Chapter 9 Calculate genotype posteriors
9.1 Brief introduction
After we filtered our callset, we use extra information like pedigree and allele frequencies in relevant populations to refine the genotype assignments.
9.2 Benchmarks
We did benchmarks on the performance of CalculateGenotypePosteriors
with
different numbers of CPUs and memory. As show in figure 9.1,
the runtime was not reduced with increasing threads.

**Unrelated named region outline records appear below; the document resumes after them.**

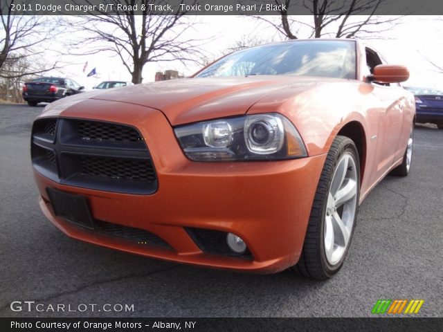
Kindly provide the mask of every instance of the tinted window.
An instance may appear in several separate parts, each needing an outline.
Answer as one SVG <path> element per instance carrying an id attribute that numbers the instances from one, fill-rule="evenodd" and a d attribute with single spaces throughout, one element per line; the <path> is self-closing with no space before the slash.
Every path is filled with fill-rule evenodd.
<path id="1" fill-rule="evenodd" d="M 296 75 L 356 78 L 355 44 L 300 41 L 255 47 L 227 55 L 197 77 Z"/>
<path id="2" fill-rule="evenodd" d="M 45 83 L 52 83 L 53 84 L 64 85 L 64 80 L 59 77 L 39 77 L 33 80 L 33 82 L 44 82 Z"/>
<path id="3" fill-rule="evenodd" d="M 437 90 L 435 89 L 417 88 L 410 86 L 405 87 L 404 89 L 409 90 L 415 95 L 443 95 L 443 91 Z"/>
<path id="4" fill-rule="evenodd" d="M 111 81 L 102 82 L 100 84 L 96 86 L 96 89 L 120 88 L 120 86 L 126 86 L 126 82 Z"/>

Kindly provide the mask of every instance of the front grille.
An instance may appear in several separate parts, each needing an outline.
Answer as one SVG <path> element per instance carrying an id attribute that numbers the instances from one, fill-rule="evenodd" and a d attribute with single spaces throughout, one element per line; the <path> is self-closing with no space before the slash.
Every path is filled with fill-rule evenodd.
<path id="1" fill-rule="evenodd" d="M 142 138 L 130 127 L 100 123 L 93 121 L 79 121 L 78 133 L 80 139 L 110 142 L 139 142 Z"/>
<path id="2" fill-rule="evenodd" d="M 94 176 L 152 181 L 155 180 L 155 173 L 149 164 L 145 160 L 82 156 L 80 172 Z"/>
<path id="3" fill-rule="evenodd" d="M 33 127 L 34 167 L 59 183 L 150 194 L 157 178 L 138 131 L 100 121 L 49 118 Z"/>
<path id="4" fill-rule="evenodd" d="M 55 120 L 47 121 L 44 124 L 44 132 L 53 136 L 55 135 Z"/>
<path id="5" fill-rule="evenodd" d="M 53 151 L 46 150 L 45 155 L 48 163 L 55 165 L 55 154 Z"/>
<path id="6" fill-rule="evenodd" d="M 137 242 L 139 244 L 147 244 L 172 249 L 163 239 L 154 233 L 140 228 L 123 226 L 116 223 L 96 220 L 96 230 L 107 235 L 117 237 L 127 240 Z"/>

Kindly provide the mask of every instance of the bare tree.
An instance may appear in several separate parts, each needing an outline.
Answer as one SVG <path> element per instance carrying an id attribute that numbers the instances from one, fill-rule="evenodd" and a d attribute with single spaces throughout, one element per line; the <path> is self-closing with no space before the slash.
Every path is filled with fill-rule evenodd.
<path id="1" fill-rule="evenodd" d="M 224 54 L 230 53 L 236 50 L 248 48 L 249 47 L 258 46 L 264 44 L 269 44 L 275 42 L 272 39 L 263 39 L 257 36 L 251 35 L 243 35 L 240 39 L 236 40 L 228 48 Z"/>
<path id="2" fill-rule="evenodd" d="M 14 15 L 12 7 L 15 2 L 2 0 L 0 3 L 0 77 L 21 77 L 56 68 L 56 62 L 36 66 L 35 60 L 43 53 L 44 44 L 53 37 L 53 25 L 47 17 Z M 27 67 L 11 70 L 16 68 L 18 62 L 26 64 Z"/>
<path id="3" fill-rule="evenodd" d="M 156 11 L 154 15 L 154 7 L 148 5 L 166 5 L 163 0 L 109 0 L 107 3 L 114 5 L 113 13 L 99 12 L 98 15 L 83 16 L 74 24 L 74 28 L 87 37 L 71 46 L 74 50 L 81 48 L 82 55 L 114 53 L 131 73 L 133 83 L 142 82 L 143 66 L 148 62 L 196 62 L 201 55 L 198 46 L 203 41 L 187 37 L 192 22 L 186 12 L 156 15 Z M 118 3 L 128 9 L 118 12 Z M 136 3 L 139 13 L 141 5 L 145 5 L 141 15 L 136 15 L 132 9 Z M 85 47 L 90 49 L 86 50 Z"/>
<path id="4" fill-rule="evenodd" d="M 296 0 L 274 0 L 280 6 L 279 21 L 266 16 L 255 17 L 274 27 L 289 39 L 297 39 L 302 28 L 307 28 L 309 34 L 303 37 L 352 38 L 380 33 L 389 30 L 400 21 L 401 17 L 386 17 L 374 14 L 388 0 L 303 0 L 302 6 L 312 14 L 312 24 L 288 15 L 291 6 L 299 4 Z M 284 6 L 282 6 L 284 5 Z M 364 16 L 363 16 L 364 15 Z"/>

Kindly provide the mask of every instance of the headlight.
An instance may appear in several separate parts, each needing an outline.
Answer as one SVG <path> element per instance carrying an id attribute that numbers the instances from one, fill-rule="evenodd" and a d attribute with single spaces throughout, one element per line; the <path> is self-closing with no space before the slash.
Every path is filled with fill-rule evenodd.
<path id="1" fill-rule="evenodd" d="M 297 129 L 278 113 L 206 121 L 179 126 L 174 131 L 192 160 L 269 160 L 307 156 Z"/>

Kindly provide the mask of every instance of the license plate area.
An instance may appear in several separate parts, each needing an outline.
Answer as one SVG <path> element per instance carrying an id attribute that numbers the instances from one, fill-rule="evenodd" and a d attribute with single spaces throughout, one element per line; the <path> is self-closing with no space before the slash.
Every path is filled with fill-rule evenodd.
<path id="1" fill-rule="evenodd" d="M 46 192 L 56 216 L 87 228 L 95 228 L 86 197 L 50 187 L 46 188 Z"/>

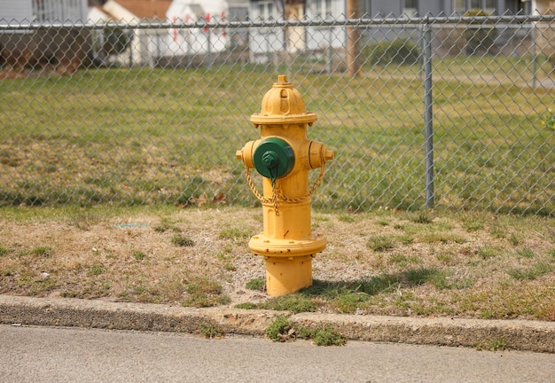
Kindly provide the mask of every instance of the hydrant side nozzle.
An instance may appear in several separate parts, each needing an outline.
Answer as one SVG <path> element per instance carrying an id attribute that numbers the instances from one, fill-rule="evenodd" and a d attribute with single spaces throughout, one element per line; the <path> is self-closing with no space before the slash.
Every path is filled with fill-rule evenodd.
<path id="1" fill-rule="evenodd" d="M 333 157 L 335 157 L 335 152 L 333 151 L 325 149 L 325 153 L 324 154 L 324 159 L 325 160 L 333 160 Z"/>

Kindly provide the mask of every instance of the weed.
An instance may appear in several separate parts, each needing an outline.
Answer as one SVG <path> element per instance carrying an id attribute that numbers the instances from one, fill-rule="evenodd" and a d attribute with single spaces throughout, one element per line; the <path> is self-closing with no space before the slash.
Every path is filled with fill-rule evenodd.
<path id="1" fill-rule="evenodd" d="M 343 346 L 347 342 L 347 340 L 331 326 L 317 329 L 311 338 L 317 346 Z"/>
<path id="2" fill-rule="evenodd" d="M 171 243 L 181 247 L 192 247 L 195 246 L 195 243 L 189 237 L 176 234 L 171 238 Z"/>
<path id="3" fill-rule="evenodd" d="M 244 302 L 236 304 L 235 309 L 258 309 L 258 305 L 253 302 Z"/>
<path id="4" fill-rule="evenodd" d="M 440 285 L 444 285 L 445 273 L 437 269 L 409 269 L 403 272 L 403 277 L 411 285 L 424 285 L 433 282 Z"/>
<path id="5" fill-rule="evenodd" d="M 477 350 L 488 350 L 488 351 L 503 351 L 507 348 L 507 343 L 502 335 L 499 335 L 494 340 L 485 340 L 476 345 Z"/>
<path id="6" fill-rule="evenodd" d="M 162 221 L 160 224 L 159 224 L 158 226 L 154 226 L 153 228 L 154 231 L 156 232 L 164 232 L 167 231 L 168 230 L 171 230 L 175 232 L 180 232 L 181 229 L 179 229 L 177 226 L 176 226 L 173 223 L 170 223 L 167 221 Z"/>
<path id="7" fill-rule="evenodd" d="M 553 266 L 549 263 L 535 263 L 528 269 L 512 269 L 507 274 L 517 280 L 534 280 L 553 270 Z"/>
<path id="8" fill-rule="evenodd" d="M 519 236 L 517 236 L 514 233 L 512 233 L 511 236 L 509 237 L 509 242 L 511 242 L 511 245 L 512 245 L 513 246 L 516 246 L 520 245 L 522 240 L 520 239 Z"/>
<path id="9" fill-rule="evenodd" d="M 208 339 L 219 339 L 223 337 L 223 330 L 213 324 L 199 324 L 200 333 Z"/>
<path id="10" fill-rule="evenodd" d="M 420 210 L 417 215 L 413 215 L 410 218 L 415 223 L 432 223 L 432 218 L 430 217 L 430 214 L 426 210 Z"/>
<path id="11" fill-rule="evenodd" d="M 184 307 L 211 307 L 229 303 L 231 299 L 223 293 L 222 285 L 207 279 L 198 278 L 185 287 L 187 297 L 181 301 Z"/>
<path id="12" fill-rule="evenodd" d="M 484 228 L 484 222 L 473 215 L 463 221 L 463 228 L 467 231 L 478 231 Z"/>
<path id="13" fill-rule="evenodd" d="M 53 249 L 51 246 L 38 246 L 31 250 L 31 254 L 48 257 L 52 255 Z"/>
<path id="14" fill-rule="evenodd" d="M 146 257 L 146 254 L 143 253 L 142 251 L 134 251 L 133 256 L 137 261 L 143 261 Z"/>
<path id="15" fill-rule="evenodd" d="M 366 241 L 366 247 L 375 252 L 382 252 L 395 246 L 395 238 L 388 236 L 373 236 Z"/>
<path id="16" fill-rule="evenodd" d="M 278 311 L 314 312 L 317 305 L 310 298 L 302 294 L 290 294 L 271 298 L 259 305 L 260 309 Z"/>
<path id="17" fill-rule="evenodd" d="M 229 228 L 223 229 L 220 231 L 218 238 L 220 239 L 231 239 L 233 242 L 240 242 L 244 239 L 249 238 L 252 236 L 250 230 L 242 228 Z"/>
<path id="18" fill-rule="evenodd" d="M 352 223 L 355 221 L 356 221 L 356 219 L 355 218 L 355 216 L 353 215 L 350 214 L 340 214 L 338 217 L 337 217 L 338 221 L 340 222 L 344 222 L 344 223 Z"/>
<path id="19" fill-rule="evenodd" d="M 457 243 L 463 244 L 466 238 L 461 235 L 454 233 L 432 232 L 427 233 L 420 238 L 422 243 Z"/>
<path id="20" fill-rule="evenodd" d="M 260 292 L 266 291 L 266 279 L 262 277 L 251 279 L 246 282 L 245 287 L 249 290 L 255 290 Z"/>
<path id="21" fill-rule="evenodd" d="M 478 248 L 477 254 L 480 258 L 487 260 L 499 255 L 499 249 L 490 245 L 484 245 Z"/>
<path id="22" fill-rule="evenodd" d="M 292 323 L 285 316 L 278 316 L 266 329 L 266 336 L 273 341 L 285 342 L 289 337 Z"/>
<path id="23" fill-rule="evenodd" d="M 104 267 L 100 265 L 96 265 L 89 269 L 89 271 L 87 271 L 87 276 L 88 277 L 99 276 L 100 274 L 104 274 L 105 271 L 106 270 Z"/>
<path id="24" fill-rule="evenodd" d="M 528 247 L 523 247 L 521 249 L 517 250 L 517 254 L 521 256 L 522 258 L 531 259 L 535 256 L 534 250 Z"/>

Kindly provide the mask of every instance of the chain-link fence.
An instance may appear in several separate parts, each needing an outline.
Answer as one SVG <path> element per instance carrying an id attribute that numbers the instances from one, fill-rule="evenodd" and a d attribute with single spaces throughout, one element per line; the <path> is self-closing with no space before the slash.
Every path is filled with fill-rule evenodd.
<path id="1" fill-rule="evenodd" d="M 553 215 L 554 21 L 0 20 L 0 206 L 253 205 L 235 152 L 287 74 L 336 154 L 314 206 Z"/>

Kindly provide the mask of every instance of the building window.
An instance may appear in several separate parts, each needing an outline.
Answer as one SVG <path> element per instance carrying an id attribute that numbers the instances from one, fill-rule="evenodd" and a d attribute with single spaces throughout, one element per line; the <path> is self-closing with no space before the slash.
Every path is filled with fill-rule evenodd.
<path id="1" fill-rule="evenodd" d="M 415 17 L 418 14 L 418 0 L 404 0 L 403 14 L 408 17 Z"/>
<path id="2" fill-rule="evenodd" d="M 455 12 L 462 15 L 468 10 L 481 9 L 488 13 L 495 14 L 497 9 L 496 3 L 496 0 L 455 0 Z"/>
<path id="3" fill-rule="evenodd" d="M 258 2 L 257 11 L 259 20 L 278 19 L 274 2 Z"/>
<path id="4" fill-rule="evenodd" d="M 316 0 L 314 2 L 314 17 L 324 20 L 332 16 L 332 0 Z"/>

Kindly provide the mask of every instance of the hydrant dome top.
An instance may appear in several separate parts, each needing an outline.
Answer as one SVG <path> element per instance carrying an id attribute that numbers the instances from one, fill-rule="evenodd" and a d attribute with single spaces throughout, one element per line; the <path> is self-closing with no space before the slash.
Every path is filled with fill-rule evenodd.
<path id="1" fill-rule="evenodd" d="M 262 98 L 262 110 L 251 116 L 254 125 L 262 124 L 312 124 L 317 120 L 315 113 L 307 112 L 301 93 L 287 82 L 286 75 L 278 76 L 278 82 Z"/>

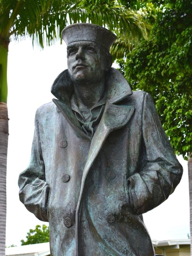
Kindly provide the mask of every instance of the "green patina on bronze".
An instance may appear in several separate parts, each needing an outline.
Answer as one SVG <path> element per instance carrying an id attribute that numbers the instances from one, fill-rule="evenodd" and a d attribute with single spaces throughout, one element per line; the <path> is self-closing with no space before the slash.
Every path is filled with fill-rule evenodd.
<path id="1" fill-rule="evenodd" d="M 62 35 L 68 68 L 37 110 L 20 200 L 49 221 L 53 256 L 154 256 L 142 214 L 173 192 L 182 167 L 150 95 L 111 67 L 115 35 L 81 23 Z"/>

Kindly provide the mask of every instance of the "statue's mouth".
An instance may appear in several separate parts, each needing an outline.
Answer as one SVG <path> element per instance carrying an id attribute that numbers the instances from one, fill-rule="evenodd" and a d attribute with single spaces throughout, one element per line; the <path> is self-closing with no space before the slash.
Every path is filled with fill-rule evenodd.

Figure 9.1: Runtime of CalculateGenotypePosteriors
as a function of the number of threads
We normally recommend running jobs with 70%-80% efficiency. Based on the efficiency calculated from the benchmarks above (figure 9.2)
we recommend not running CalculateGenotypePosteriors
with more than 2 threads.

Figure 9.2: Efficiency of CalculateGenotypePosteriors
as a function of the number of threads
Increasing memory didn’t improve the performance (figure 9.3).

Figure 9.3: Runtime of CalculateGenotypePosteriors
as a function of the number of threads
9.3 Optimized script
#! /bin/bash
set -euo
module load GATK/4.3.0.0
cd data/;
gatk --java-options "-Djava.io.tmpdir=/lscratch/$SLURM_JOBID -Xms2G -Xmx2G -XX:ParallelGCThreads=2" \
\
CalculateGenotypePosteriors -V indel.SNP.recalibrated_99.9.vcf.gz \
-ped trio_pedigree.ped \
--supporting-callsets af-only-gnomad.hg38.vcf.gz \
-O trio_refined_99.9.vcf.gz
Job submission:
sbatch --cpus-per-task=2 --mem=2G --gres=lscratch:100 --time=2:00:00 09-GATK_CalculateGenotypePosteriors_99.9.sh
Note:
- There are multiple filters could be applied, it depends on your research needs.